Drivers for USB cables to program Ham radios

I am using Chirp software, and have 2 different radio types I want to be able to program using Chirp. One is a Baofeng, with your typical “2-pin” cable for these radios. The other is a Kenwood TS-440S, which has a cable that is USB on one side, and goes into the microphone plug on the other end. These were mostly working in Windows, though sometimes I would pick the wrong one, and just go back and switch them.

  1. So, my first question is, does Ubuntu/linux pick up what cable type and what driver to use automatically?
  2. Next question is, if no to #1, how do I go about troubleshooting this?
  3. I guess I have to figure out the brand and model of cable?
  4. Can I get any of this information from my working Windows system?
  5. Can it use the same driver?
  6. How does one install drivers on Ubuntu/linux, anyhow?
    Thank you.

Hi,

I moved your post to the correct category and added relevant tags.

Thanks.

I don’t think I know how to find the different categories. Plus, I would have put this under communications (if that category exists) or drivers, not audio visual.

Generally speaking, almost all topics would fall under Support and Help.

For a brief guide on which tags are currently available for this category, see here.

Thanks.

1 Like

I wonder if “peripherals” might be the best tag then.

You can edit and add whichever tags you think are the best fit.

The drivers for most of those cables should be already present on your system so there is nothing extra to install. Typically most of those cables are just USB to serial adapters. You can use dmesg to see the device attach. You should see something like this -

[98788.402947] usb 1-9: new full-speed USB device number 7 using xhci_hcd
[98788.526993] usb 1-9: New USB device found, idVendor=1a86, idProduct=7523, bcdDevice=81.34
[98788.527003] usb 1-9: New USB device strings: Mfr=0, Product=2, SerialNumber=0
[98788.527007] usb 1-9: Product: USB Serial
[98788.708944] usbcore: registered new interface driver ch341
[98788.708966] usbserial: USB Serial support registered for ch341-uart
[98788.708985] ch341 1-9:1.0: ch341-uart converter detected
[98788.709492] usb 1-9: ch341-uart converter now attached to ttyUSB0

The last line is helpful as you can see that it is ttyUSB0. if you add another programming cable it would increment and be ttyUSB1 and so on.

lsusb is another command to add to the toolbox, especially when you pair it with dmesg.

Bus 001 Device 007: ID 1a86:7523 QinHeng Electronics CH340 serial converter

The helpful thing here is you can see the manufacturer which can let you know which device is which.
You will want to make sure your user has the dialout group so that you can access those devices.

Hopefully this helps you to get started.

3 Likes

Thanks. Will need to look that over.

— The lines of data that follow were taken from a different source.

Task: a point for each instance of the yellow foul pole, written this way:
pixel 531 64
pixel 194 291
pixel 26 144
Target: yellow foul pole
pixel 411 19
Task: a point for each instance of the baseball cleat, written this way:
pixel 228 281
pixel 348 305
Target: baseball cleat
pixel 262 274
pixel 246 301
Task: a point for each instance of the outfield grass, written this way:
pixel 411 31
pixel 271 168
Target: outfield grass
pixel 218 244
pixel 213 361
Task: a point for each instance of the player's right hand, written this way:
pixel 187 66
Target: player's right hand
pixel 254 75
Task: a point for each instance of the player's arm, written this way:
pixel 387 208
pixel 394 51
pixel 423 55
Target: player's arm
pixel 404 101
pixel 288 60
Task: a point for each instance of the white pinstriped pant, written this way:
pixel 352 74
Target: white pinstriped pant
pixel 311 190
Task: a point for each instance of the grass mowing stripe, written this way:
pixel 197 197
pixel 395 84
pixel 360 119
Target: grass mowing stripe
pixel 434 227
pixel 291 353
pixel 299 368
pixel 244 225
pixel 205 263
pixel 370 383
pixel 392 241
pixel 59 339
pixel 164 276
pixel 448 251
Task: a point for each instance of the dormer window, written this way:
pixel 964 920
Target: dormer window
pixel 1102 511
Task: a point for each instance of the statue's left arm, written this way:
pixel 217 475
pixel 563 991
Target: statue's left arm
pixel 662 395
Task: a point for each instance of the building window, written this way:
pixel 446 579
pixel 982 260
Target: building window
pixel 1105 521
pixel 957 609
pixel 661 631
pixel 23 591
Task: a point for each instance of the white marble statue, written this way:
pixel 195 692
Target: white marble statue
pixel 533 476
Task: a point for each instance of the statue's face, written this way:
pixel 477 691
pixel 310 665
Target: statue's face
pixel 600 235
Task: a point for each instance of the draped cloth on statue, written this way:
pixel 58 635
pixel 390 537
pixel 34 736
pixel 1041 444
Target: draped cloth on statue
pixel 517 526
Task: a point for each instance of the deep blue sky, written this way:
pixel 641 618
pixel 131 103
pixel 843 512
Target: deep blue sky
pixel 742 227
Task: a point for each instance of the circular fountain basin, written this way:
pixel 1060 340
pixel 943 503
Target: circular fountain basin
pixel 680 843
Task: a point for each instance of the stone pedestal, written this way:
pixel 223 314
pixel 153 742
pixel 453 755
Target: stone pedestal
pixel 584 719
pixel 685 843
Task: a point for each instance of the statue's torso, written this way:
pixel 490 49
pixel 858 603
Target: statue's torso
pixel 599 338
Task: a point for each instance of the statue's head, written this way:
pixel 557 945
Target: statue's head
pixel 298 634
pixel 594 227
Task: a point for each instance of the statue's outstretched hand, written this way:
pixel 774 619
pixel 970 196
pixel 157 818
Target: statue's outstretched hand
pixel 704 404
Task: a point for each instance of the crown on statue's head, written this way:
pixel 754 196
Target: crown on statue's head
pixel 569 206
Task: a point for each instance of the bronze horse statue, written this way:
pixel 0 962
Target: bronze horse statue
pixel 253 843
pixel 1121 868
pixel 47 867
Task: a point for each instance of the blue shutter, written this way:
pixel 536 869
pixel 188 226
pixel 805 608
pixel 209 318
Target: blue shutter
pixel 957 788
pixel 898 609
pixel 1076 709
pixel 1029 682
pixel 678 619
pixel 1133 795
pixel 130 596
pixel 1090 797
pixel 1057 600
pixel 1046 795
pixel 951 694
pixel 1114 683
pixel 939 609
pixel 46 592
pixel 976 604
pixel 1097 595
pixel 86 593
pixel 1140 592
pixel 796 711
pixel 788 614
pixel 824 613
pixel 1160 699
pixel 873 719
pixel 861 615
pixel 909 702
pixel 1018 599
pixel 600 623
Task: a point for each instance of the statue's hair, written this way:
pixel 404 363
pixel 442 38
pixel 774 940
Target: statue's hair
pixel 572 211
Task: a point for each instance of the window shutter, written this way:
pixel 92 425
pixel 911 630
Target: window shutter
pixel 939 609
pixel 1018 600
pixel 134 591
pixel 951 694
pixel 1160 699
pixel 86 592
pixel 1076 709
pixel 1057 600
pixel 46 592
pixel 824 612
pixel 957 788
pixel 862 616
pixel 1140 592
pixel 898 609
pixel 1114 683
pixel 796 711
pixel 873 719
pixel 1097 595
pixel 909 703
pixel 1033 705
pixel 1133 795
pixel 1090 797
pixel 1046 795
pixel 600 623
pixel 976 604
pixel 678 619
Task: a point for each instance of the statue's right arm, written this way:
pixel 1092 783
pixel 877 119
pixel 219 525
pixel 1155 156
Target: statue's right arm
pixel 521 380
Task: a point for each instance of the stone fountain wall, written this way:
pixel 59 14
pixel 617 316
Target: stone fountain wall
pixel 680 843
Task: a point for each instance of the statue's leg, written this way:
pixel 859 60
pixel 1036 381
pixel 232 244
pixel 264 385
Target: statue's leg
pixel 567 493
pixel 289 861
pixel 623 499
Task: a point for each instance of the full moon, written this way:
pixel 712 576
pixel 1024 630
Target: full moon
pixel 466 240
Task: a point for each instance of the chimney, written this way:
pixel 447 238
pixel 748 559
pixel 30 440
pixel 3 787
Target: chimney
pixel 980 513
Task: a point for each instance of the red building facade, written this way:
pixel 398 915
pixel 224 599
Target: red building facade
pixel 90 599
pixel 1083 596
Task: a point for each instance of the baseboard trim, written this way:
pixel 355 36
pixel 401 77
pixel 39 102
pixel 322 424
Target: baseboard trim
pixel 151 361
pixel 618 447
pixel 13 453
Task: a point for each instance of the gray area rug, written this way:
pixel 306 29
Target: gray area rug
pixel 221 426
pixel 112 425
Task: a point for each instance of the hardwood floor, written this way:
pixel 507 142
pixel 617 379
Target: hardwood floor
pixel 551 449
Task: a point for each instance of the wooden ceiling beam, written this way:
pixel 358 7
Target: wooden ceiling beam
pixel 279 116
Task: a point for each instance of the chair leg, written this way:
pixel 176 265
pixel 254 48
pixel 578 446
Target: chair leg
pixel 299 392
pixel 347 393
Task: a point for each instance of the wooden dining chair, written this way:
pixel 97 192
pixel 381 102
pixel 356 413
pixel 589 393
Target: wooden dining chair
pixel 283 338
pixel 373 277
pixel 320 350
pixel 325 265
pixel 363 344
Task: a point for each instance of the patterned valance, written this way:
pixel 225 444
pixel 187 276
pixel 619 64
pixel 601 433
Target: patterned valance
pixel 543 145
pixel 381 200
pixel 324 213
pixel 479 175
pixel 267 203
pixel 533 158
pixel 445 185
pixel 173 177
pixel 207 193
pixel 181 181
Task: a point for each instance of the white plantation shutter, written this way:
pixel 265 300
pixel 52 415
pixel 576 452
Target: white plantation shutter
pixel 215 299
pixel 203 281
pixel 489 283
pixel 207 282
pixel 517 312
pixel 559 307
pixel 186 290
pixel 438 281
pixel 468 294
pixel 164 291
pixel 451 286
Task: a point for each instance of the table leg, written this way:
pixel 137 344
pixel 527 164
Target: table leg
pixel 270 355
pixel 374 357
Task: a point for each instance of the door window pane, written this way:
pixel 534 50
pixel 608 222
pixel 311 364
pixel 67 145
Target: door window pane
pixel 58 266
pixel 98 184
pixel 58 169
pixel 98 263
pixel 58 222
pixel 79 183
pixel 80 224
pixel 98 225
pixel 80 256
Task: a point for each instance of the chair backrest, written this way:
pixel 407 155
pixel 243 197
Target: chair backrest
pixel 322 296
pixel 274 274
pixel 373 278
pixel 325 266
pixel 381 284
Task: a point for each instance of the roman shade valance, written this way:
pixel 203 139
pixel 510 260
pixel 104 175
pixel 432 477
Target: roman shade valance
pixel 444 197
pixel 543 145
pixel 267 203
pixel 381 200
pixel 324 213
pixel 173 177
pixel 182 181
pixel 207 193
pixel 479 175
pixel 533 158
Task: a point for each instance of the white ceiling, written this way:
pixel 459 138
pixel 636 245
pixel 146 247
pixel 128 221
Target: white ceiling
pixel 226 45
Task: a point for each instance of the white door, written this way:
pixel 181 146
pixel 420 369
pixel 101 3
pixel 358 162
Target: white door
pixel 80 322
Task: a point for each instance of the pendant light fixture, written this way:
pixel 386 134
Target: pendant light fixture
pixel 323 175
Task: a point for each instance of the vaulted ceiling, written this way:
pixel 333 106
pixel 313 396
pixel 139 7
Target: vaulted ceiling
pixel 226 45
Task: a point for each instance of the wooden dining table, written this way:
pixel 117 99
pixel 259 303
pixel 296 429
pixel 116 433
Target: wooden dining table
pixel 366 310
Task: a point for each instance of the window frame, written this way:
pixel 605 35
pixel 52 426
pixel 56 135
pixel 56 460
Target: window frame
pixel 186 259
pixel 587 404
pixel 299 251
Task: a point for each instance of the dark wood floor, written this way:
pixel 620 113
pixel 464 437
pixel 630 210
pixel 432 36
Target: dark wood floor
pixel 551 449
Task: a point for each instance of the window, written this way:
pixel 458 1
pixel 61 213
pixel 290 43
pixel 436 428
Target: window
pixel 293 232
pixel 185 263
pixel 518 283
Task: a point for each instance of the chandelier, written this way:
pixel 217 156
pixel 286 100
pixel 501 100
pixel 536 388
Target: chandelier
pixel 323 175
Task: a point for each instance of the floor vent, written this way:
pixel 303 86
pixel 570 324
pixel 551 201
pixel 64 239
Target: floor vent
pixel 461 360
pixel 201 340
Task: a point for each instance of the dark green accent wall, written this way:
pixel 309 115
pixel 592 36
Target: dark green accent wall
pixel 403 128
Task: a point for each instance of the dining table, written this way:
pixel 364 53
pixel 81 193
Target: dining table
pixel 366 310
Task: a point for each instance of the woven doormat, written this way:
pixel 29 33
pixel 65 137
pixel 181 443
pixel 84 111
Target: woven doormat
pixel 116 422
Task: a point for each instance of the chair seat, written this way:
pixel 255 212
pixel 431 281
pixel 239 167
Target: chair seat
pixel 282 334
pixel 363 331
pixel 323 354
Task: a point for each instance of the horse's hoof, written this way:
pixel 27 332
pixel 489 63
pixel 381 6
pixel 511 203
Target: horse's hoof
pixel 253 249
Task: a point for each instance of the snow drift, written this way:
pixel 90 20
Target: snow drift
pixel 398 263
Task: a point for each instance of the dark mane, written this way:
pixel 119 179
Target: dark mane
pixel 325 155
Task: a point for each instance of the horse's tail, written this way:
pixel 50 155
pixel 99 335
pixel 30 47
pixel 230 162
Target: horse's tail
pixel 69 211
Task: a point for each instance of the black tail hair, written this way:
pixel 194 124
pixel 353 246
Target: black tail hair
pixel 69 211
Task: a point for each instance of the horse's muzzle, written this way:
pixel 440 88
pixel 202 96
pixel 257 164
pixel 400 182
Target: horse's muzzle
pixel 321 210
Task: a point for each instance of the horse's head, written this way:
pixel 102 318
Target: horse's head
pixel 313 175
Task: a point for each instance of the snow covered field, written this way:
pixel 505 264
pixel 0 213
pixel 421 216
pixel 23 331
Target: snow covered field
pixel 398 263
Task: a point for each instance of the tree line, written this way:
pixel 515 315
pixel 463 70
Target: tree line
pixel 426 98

I am the only user, at least for now.

1 Like

This topic was automatically closed after 29 days. New replies are no longer allowed.

Topic reopened at user request.

I tried dmesg, but that threw an error. How does one use this command?

Running lsusb came up with:
image

I am guessing it is the Chinese one, second to last. How do I make that come up here?
Running Chirp in Wine, I get:
image

Running Chirp in Ubuntu, I get:
image

Can’t get it working either way. I will now have to go back to my Windows 10 computer to program the radio. This whole Ubuntu Linux thing is not as easy as I was told it would be.

For reference, see also this post:

image

Open a terminal and take a look at /dev/ttyUSB0:

ogra@styx:~$ ls -lh /dev/ttyUSB0
crw-rw---- 1 root dialout 511, 0 Jul 19 15:15 /dev/ttyUSB0
ogra@styx:~$ 

You will likely also find yours owned by the dialout group …
Check if your user is in that group using the groups command:

ogra@styx:~$ groups
ogra adm cdrom sudo dip plugdev users lpadmin lxd
ogra@styx:~$ 

Seemingly not … so lets add it:

ogra@styx:~$ sudo adduser ogra dialout
ogra@styx:~$

Log out and back in again … and check the groups command again … now you should be in the dialout group and be able to access the USB serial port …

1 Like

Screenshot From 2025-07-19 13-30-23

I have not yet rebooted. I will do that now.

Hey!!!

Looks like the reboot fixed it. Seems to be working.

THANK YOU!

I am still not sure which install is the “pip” one, and which is the “wine” one.

D.

If the issue is resolved please mark post 15 as the solution.

It gives the user who helped you credit and also lets the community know this has a workable solution which will close the topic.

Thanks

This topic was automatically closed 3 days after the last reply. New replies are no longer allowed.